Is Busch offering leak detection service?

Yes, we do. Contact us to arrange a leak detection service appointment. Our service experts are happy to help!

What are the two most common leak detection tests?

Spray test and sniffing leak detection are the two most common leak detection tests that use the tracer gas helium or hydrogen.

The spray test is the ideal test method for components under vacuum. This measurement principle has the highest sensitivity of all available methods. Helium or hydrogen is sprayed onto the outer surface of the test object. In case of a leakage, the incoming molecules are drawn in by the integrated turbomolecular vacuum pump of TAPIR together with its backing pump. They finally end up inside an analyzer cell. This cell detects the tracer gas atoms.

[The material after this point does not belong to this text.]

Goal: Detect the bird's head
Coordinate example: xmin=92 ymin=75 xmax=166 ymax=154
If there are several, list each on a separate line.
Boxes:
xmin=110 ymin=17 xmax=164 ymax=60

The sniffing leak detection is the perfect method for components under pressure. A test object is pressurized with helium or hydrogen. A sniffer probe, which is connected to our TAPIR, is then slowly and systematically guided over the object. In the event of a leak, escaping tracer gas atoms are detected, and the leak can be localized precisely.

What is the difference between qualitative and quantitative leak detection?

Qualitative leak detection initially only determines whether or not there is a large leak in the system under investigation. This is already possible from an inlet pressure of 100 mbar with the Busch TAPIR HL 2216 A. As the inlet pressure decreases, typically at 25 mbar, leak detectors are able not only to detect leaks but also to quantify them. This means that the size of a leak can be accurately determined based on the leakage rate.

Is there a difference between vacuum leak testing and pressure decay detection?

In a pressure decay test, also known as a vacuum decay test, a pressure vessel is filled with air until a target pressure is reached. Then the loss (decay) of that pressure is measured over a set period of time. On the other hand, there are several types of vacuum leak testing. For example, specialized devices such as our TAPIR leak detector can conduct two types of tests utilizing either tracer gas helium or hydrogen for detection. Vacuum leak testing offers quicker results compared to pressure decay testing and is also less sensitive to external factors such as temperature variations. Thus, the results are also more accurate.

What is the difference between the spray test and the sniffing leak detection?

The spray test is the ideal test method for components under vacuum. This measurement principle has the highest sensitivity of all available methods. Helium or hydrogen is sprayed onto the outer surface of the test object. In case of a leakage, the incoming molecules are drawn in by the integrated turbomolecular vacuum pump of TAPIR together with its backing pump. They finally end up inside an analyzer cell. This cell detects the tracer gas atoms.

The sniffing leak detection is the perfect method for components under pressure. A test object is pressurized with helium or hydrogen. A sniffer probe, which is connected to our TAPIR, is then slowly and systematically guided over the object. In the event of a leak, escaping tracer gas atoms are detected, and the leak can be localized precisely.

Both test methods are easy to perform and deliver accurate results.